183. Restaurant Technology Guys Podcast Ep. 183 – Voice Enabled AI to help with Phone orders, Kiosk and Drive through with Innovator SoundHound

SoundHound offers an independent voice AI platform that enables businesses across industries to deliver conversational experiences to their customers. Built on proprietary Speech-to-Meaning® and Deep Meaning Understanding® technologies, SoundHound’s advanced voice AI platform provides exceptional speed and accuracy and enables humans to interact with products and services like they interact with each other—by speaking naturally.


What differentiates SoundHound from competitors in the restaurant space?

  • While many voice AI companies optimize for text, our advanced system uses patented voice AI to optimize for the speech itself. This allows our technology to work swiftly and accurately, deriving meaning from the speaker as they’re talking.
  • Because our AI can understand natural human speech, a customer doesn’t have to modify their language to interact with software, they can just speak as they would to another person.
  • Our voice technology can be deployed by any restaurant to take food and drink orders over the phone, via menu kiosks or at the drive-thru. Its sophisticated technology learns the menu of each business and can answer questions, accept modifications and even upsell, helping the restaurant process more orders quickly and efficiently.
  • Last year, we also announced Dynamic Interaction, a game changing new interface.

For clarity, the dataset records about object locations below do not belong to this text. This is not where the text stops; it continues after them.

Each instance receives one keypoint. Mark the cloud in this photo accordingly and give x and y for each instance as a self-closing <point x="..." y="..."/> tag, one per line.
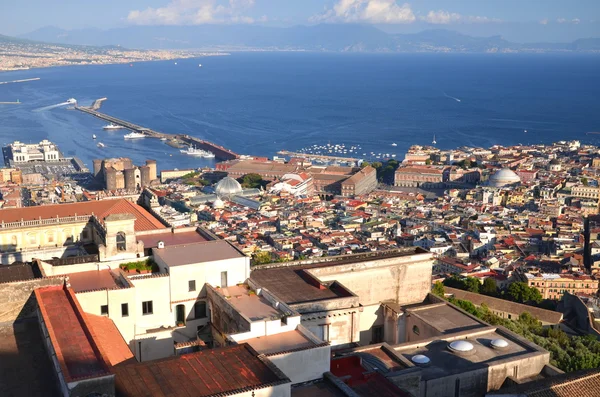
<point x="442" y="17"/>
<point x="194" y="12"/>
<point x="372" y="11"/>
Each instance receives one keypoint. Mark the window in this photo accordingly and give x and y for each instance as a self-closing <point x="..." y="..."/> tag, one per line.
<point x="200" y="310"/>
<point x="121" y="242"/>
<point x="147" y="307"/>
<point x="377" y="334"/>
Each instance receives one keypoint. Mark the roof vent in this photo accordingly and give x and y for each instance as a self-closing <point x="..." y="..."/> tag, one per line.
<point x="499" y="344"/>
<point x="461" y="346"/>
<point x="420" y="360"/>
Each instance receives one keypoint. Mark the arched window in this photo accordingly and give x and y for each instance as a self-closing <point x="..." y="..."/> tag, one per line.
<point x="121" y="242"/>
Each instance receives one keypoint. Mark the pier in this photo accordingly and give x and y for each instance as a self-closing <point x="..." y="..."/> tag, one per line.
<point x="220" y="152"/>
<point x="317" y="156"/>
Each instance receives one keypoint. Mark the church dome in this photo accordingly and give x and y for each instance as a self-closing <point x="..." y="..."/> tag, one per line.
<point x="504" y="177"/>
<point x="228" y="187"/>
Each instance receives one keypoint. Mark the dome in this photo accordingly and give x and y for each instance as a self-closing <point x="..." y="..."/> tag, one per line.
<point x="228" y="187"/>
<point x="460" y="346"/>
<point x="499" y="344"/>
<point x="420" y="359"/>
<point x="504" y="177"/>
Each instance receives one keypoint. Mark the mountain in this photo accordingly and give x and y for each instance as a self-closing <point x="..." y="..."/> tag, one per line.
<point x="323" y="37"/>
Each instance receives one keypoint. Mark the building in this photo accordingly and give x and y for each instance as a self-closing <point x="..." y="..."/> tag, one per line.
<point x="23" y="153"/>
<point x="120" y="173"/>
<point x="362" y="182"/>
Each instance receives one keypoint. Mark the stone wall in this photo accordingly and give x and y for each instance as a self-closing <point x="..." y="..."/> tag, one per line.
<point x="17" y="300"/>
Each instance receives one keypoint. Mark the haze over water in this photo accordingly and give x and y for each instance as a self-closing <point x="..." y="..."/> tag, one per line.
<point x="259" y="103"/>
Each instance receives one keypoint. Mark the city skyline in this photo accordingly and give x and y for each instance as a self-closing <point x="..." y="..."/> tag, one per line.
<point x="555" y="20"/>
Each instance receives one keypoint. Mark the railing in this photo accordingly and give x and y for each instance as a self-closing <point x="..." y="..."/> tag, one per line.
<point x="43" y="222"/>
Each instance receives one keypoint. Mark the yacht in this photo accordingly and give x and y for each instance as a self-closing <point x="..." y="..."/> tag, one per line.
<point x="112" y="126"/>
<point x="134" y="135"/>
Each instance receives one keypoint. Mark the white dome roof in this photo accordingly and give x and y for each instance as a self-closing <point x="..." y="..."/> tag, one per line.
<point x="461" y="346"/>
<point x="420" y="359"/>
<point x="504" y="177"/>
<point x="228" y="187"/>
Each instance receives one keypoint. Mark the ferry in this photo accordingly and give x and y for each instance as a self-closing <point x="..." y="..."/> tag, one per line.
<point x="134" y="135"/>
<point x="112" y="126"/>
<point x="192" y="151"/>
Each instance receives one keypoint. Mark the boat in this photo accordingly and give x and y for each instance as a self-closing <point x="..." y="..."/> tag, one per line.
<point x="193" y="151"/>
<point x="112" y="126"/>
<point x="134" y="135"/>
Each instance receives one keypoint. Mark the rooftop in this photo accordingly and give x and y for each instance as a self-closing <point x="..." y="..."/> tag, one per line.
<point x="170" y="238"/>
<point x="76" y="351"/>
<point x="252" y="306"/>
<point x="227" y="370"/>
<point x="444" y="362"/>
<point x="189" y="254"/>
<point x="101" y="209"/>
<point x="92" y="280"/>
<point x="279" y="343"/>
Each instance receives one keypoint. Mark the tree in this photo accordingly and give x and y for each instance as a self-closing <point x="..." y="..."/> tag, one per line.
<point x="489" y="287"/>
<point x="438" y="289"/>
<point x="520" y="292"/>
<point x="252" y="181"/>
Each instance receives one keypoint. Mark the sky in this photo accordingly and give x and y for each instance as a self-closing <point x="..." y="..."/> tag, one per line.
<point x="515" y="20"/>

Where existing voice technology requires wake words and relies on turn-taking with awkward pauses to process requests, Dynamic Interaction uses the twin technologies of fragment parsing – which breaks speech down to partial-utterances and processes them in real-time – and full-duplex audio-visual integration to create an instantaneous, next-generation experience.

Can you expand on how this technology is more sophisticated than others on the market?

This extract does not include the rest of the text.